Meeting with farmers in the southwest of England on 31 July, Truss promised to “unleash British food and farming in order to improve the nation’s food security” and “remove onerous EU regulations and red tape” if she becomes PM.
She didn’t go into great detail on which laws she would do away with but according to The Daily Mail this could include restrictions on using drones which can be used for targeted fertilising.
She also said she would tackle labour shortages in farming with a short-term expansion of the seasonal workers scheme – a pledge that follows a recent government report warning that shortages “caused by Brexit and accentuated by the pandemic” were causing fruit to be left rotting on the trees.
The Times reported that aides said the foreign secretary would consider lifting the 40,000 annual cap on the number of migrants allowed into the UK to harvest fruit and vegetables.
And according to The Daily Mail, a source said Truss would work on designing a new scheme together with the farming industry.
If made PM, Truss pledge to review “poultry, livestock and dairy, horticulture and animal health regulations to simplify processes and ensure sector resilience and adaptability.”
Speaking last night, she said: “The pandemic and cost-of-living crisis have shown it is more vital than ever for us to ensure we have a high-quality and affordable supply of British food.

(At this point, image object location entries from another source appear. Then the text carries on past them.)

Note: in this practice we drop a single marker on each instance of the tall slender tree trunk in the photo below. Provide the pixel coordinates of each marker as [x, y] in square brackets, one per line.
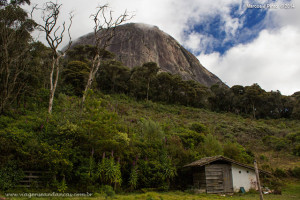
[148, 87]
[95, 67]
[253, 109]
[55, 66]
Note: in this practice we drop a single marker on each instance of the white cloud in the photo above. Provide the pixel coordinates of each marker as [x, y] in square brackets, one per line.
[272, 61]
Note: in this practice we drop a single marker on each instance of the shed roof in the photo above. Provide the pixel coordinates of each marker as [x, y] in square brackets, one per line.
[208, 160]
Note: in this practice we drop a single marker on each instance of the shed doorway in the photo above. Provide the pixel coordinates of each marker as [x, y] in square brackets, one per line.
[218, 178]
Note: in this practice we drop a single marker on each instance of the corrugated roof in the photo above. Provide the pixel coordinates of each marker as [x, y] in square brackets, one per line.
[208, 160]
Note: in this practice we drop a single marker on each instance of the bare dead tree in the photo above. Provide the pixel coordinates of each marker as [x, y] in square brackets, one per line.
[54, 34]
[104, 31]
[15, 28]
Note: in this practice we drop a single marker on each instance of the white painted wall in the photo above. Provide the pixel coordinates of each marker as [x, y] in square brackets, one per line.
[243, 177]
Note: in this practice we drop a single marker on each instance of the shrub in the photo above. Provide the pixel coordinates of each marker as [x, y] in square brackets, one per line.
[10, 176]
[295, 172]
[199, 128]
[280, 173]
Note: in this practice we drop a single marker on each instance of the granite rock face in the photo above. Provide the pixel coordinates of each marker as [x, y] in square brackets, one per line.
[135, 44]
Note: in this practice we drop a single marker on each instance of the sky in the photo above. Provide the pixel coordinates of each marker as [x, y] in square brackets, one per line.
[239, 44]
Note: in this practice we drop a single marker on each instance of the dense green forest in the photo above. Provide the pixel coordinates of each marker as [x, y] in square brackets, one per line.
[136, 127]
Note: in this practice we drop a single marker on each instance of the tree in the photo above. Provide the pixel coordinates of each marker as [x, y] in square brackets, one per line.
[104, 31]
[54, 34]
[75, 74]
[15, 28]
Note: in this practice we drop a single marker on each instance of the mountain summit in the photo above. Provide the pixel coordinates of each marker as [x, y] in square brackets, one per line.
[136, 43]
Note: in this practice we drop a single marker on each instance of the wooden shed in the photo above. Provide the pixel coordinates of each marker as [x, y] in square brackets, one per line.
[219, 174]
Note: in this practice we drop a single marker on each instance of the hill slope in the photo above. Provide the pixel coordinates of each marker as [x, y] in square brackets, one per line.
[135, 44]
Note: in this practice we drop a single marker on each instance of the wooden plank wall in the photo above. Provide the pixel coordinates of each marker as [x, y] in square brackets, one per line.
[199, 180]
[214, 178]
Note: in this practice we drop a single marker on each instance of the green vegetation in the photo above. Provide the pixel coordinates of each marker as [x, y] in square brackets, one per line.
[137, 127]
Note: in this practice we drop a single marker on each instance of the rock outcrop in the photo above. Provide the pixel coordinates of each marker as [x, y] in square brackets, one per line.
[135, 44]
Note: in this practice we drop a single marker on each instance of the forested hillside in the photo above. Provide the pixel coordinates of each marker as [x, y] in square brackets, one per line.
[127, 128]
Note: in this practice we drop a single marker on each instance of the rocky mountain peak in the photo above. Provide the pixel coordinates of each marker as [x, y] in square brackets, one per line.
[137, 43]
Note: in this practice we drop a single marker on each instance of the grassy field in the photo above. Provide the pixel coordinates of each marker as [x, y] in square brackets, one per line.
[290, 192]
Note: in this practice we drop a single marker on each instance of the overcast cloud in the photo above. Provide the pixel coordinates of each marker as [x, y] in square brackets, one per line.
[271, 59]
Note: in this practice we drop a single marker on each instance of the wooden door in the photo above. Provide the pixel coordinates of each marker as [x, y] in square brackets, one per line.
[218, 178]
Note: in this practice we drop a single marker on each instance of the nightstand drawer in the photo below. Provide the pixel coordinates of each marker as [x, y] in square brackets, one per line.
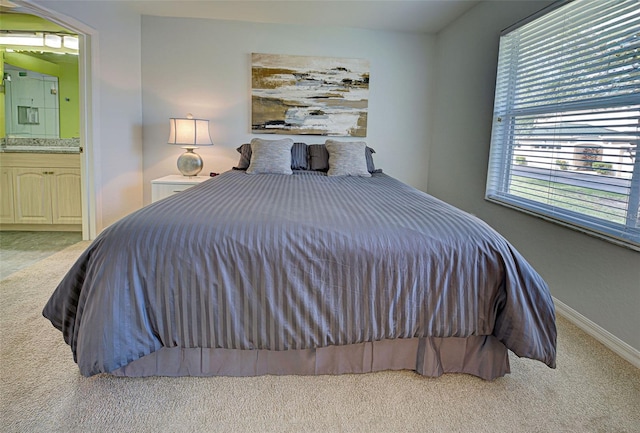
[173, 184]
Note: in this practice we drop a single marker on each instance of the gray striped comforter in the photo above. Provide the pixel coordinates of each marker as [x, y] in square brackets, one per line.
[295, 262]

“As a former Defra Secretary of State, I understand the challenges faced by farmers and they can trust me to deliver the changes they need. I will cut the red tape that is holding them back and hitting them in their pocket.”

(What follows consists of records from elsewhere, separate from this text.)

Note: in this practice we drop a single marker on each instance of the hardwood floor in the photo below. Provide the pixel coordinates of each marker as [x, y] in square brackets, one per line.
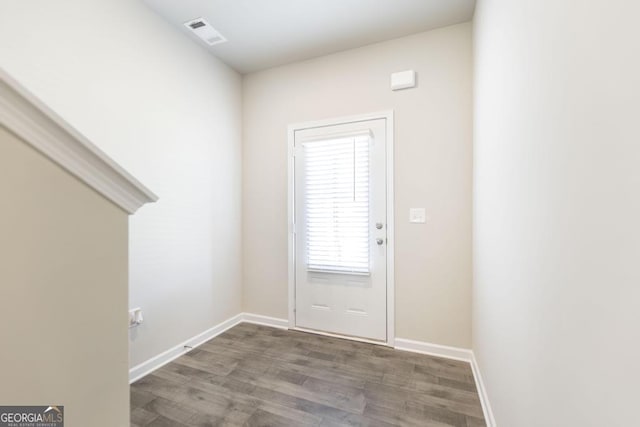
[259, 376]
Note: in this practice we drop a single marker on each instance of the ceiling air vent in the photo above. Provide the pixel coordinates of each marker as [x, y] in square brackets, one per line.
[205, 31]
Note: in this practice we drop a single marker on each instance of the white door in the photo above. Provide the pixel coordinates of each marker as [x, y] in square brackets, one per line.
[340, 229]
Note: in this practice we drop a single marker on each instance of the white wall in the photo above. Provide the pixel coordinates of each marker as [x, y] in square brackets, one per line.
[170, 113]
[433, 170]
[556, 210]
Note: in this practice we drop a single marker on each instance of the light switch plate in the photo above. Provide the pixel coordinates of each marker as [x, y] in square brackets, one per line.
[417, 215]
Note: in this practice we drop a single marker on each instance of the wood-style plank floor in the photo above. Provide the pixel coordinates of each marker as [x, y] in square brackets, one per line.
[259, 376]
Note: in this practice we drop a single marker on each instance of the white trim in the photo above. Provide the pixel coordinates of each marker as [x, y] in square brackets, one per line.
[482, 393]
[389, 118]
[28, 118]
[258, 319]
[455, 353]
[173, 353]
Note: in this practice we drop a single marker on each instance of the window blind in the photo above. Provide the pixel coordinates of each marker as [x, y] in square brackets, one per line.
[336, 179]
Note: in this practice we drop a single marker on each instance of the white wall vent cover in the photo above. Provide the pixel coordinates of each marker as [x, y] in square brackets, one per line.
[201, 28]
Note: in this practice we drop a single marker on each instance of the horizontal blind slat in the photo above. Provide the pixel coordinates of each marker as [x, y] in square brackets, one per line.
[336, 204]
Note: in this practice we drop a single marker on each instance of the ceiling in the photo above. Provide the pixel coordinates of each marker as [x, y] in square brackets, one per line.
[266, 33]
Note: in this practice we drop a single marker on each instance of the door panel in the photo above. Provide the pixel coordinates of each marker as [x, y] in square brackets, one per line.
[340, 229]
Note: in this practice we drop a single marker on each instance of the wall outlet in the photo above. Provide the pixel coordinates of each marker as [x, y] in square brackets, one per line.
[135, 317]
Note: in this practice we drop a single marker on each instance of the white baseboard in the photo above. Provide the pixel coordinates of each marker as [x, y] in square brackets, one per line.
[455, 353]
[265, 320]
[173, 353]
[403, 344]
[437, 350]
[482, 393]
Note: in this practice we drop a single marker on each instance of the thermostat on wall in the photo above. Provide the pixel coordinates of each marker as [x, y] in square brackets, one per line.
[403, 80]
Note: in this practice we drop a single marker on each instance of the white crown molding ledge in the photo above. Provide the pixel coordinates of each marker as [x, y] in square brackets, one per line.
[31, 120]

The FDF’s chief executive Karen Betts said: “I’m delighted to see Liz Truss putting food production at the heart of her leadership campaign today (31 August)… We need to work with the government to tackle soaring inflation, which is straining household budgets and putting businesses in our sector under real pressure. Rethinking and streamlining regulation, along with finding solutions to labour shortages and opportunities to boost productivity, would make a huge difference.”

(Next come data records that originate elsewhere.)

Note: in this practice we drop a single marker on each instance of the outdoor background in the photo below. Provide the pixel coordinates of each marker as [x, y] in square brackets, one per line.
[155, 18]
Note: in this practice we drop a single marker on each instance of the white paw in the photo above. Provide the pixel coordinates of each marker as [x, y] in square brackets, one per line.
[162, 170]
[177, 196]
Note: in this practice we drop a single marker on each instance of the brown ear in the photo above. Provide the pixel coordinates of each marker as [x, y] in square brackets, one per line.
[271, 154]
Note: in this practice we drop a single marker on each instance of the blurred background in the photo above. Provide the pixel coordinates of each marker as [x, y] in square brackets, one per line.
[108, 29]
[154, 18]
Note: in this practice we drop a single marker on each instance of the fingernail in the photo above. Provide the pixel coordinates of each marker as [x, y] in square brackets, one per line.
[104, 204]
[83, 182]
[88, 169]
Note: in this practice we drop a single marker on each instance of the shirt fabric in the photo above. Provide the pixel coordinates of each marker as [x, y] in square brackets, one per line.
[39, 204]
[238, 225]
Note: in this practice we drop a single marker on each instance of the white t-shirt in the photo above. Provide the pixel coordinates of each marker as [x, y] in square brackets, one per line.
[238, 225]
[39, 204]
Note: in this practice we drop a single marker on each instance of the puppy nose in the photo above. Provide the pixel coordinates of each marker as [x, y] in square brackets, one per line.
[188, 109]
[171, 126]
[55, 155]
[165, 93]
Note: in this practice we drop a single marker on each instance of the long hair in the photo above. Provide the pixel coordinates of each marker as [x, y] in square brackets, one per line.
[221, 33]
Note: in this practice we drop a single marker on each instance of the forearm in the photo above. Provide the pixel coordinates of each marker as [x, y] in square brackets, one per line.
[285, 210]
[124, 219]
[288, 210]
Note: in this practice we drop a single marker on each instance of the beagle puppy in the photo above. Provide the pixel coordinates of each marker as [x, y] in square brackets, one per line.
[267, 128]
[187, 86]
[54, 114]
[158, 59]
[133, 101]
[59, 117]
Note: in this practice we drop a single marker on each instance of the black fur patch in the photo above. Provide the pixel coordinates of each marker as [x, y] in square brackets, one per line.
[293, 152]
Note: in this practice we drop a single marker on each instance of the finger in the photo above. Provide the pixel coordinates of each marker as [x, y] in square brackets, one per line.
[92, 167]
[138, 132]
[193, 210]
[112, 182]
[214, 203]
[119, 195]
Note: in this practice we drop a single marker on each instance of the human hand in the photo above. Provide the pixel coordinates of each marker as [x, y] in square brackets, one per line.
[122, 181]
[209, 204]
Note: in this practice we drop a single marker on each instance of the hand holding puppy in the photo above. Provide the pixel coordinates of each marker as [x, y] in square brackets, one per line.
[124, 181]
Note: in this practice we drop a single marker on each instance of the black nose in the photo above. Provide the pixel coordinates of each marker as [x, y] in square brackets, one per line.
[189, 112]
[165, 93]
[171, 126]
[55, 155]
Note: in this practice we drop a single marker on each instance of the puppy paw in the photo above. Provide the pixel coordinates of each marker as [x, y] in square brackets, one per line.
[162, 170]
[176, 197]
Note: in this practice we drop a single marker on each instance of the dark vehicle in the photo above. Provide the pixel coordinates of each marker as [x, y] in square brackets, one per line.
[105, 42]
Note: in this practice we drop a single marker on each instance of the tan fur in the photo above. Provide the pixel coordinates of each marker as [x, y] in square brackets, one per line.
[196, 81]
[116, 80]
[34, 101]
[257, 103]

However, NFU president Minette Batters has warned that there is not enough attention on food production in the UK, calling for a special hustings for Tory leadership contenders to discuss food security.
In an article for The Mail on Sunday, Batters wrote: “To date we’ve had absolutely no plan or commitment from the Government that Britain will carry on its role as a food-producing nation.
“Quite often, the farmers’ view is that our role as food producers is being made more difficult, rather than less, that food is viewed as just an unfortunate by-product of delivering for the environment. Our ancestors who have lived through food shortages would be turning in their graves. We should all be concerned about this abject failure by Government to take seriously the pressing problem of feeding our nation.”
She added that Britain relies on the rest of the world for 40 per cent of its food, and asked why the UK doesn’t take its food securing as seriously as its energy efficiency.
She wrote: “When the NFU asked the Government to give a commitment that we would maintain that figure of 60 per cent self-sufficiency, it didn’t take the opportunity.
“The next Prime Minister has a chance to put this right.”